Sunday, July 20, 2008
At the LWI conference last week, Professor Ted Becker from the University of Michigan gave a thought-provoking presentation on Religious Lawyering and Legal Writing, or, Do Religious Perspectives Help Teach Students Anything about IRAC?
He first gave the audience a helpful summary of the Religious Lawyering movement and its major schools of thought. He explained how some lawyers keep any religious practices they may have quite separate from their law practices, while others prefer to integrate the two. In terms of a legal writing class, this topic might come up when students discuss professionalism, particularly if the legal writing professor includes a direct look at legal ethics in class.
Ted also suggested that in addition to general professionalism concerns, the Religious Lawyering movement informs more specifically how lawyers work with clients.
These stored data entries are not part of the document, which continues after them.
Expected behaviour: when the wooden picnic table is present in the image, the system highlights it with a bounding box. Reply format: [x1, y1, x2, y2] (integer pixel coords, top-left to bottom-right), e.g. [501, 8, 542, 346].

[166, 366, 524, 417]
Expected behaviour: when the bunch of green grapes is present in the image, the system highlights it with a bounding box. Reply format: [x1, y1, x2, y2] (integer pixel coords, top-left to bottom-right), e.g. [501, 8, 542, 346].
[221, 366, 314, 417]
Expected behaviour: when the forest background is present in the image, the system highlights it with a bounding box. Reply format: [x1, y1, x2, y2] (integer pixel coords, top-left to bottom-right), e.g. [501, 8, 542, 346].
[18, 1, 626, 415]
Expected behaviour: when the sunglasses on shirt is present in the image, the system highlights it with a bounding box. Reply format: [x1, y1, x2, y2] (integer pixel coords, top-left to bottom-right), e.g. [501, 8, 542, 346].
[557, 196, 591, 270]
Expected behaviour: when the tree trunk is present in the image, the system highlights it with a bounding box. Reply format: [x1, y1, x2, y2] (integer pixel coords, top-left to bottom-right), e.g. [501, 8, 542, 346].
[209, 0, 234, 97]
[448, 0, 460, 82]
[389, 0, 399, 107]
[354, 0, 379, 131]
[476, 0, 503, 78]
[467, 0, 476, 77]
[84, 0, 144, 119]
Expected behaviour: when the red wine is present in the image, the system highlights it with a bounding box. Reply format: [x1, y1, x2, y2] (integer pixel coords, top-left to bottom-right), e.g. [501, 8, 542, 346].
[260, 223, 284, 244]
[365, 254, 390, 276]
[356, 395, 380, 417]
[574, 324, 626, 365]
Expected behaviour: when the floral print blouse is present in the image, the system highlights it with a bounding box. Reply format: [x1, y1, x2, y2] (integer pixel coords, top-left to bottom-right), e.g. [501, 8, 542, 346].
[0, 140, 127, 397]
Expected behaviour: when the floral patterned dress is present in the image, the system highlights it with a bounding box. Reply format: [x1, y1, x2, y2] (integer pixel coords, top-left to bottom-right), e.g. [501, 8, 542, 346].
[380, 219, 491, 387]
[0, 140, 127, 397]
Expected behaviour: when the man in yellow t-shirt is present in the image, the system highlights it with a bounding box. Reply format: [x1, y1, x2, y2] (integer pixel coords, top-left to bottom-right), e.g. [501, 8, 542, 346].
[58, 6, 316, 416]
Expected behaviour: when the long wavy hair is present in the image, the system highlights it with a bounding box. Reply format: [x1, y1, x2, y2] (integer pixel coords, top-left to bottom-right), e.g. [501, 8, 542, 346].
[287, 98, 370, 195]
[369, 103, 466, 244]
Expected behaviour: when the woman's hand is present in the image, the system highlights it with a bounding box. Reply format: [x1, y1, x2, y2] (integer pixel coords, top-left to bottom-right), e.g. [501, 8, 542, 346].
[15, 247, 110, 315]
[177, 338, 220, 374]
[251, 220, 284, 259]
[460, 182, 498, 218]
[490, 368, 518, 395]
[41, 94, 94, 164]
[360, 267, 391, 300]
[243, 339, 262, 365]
Through the media, many law students are familiar with the lawyer as godfather, hired gun, or guru. Ted explained that religious lawyers may tend to work with the client more as a "friend" -- in the Aristotelian sense of the word. Looked at this way, the attorney-client relationship moves from one of contract to one of covenant. It becomes a relationship in which trust flows in two directions, the work takes place in the context of a larger moral community, and the rapport will be enduring. Thus students can be made aware that the model rules of professional conduct are a minimum standard, and they can be encouraged to do more than the minimum required.
Finally, Ted discussed how Religious Lawyering may create issues in particular for students who take jobs after graduation in "Big Law." Working in large law firms, some religious lawyers face a difficult decision as to whether to stay in or get out. And legal writing professors may be teaching students who will eventually face this decision.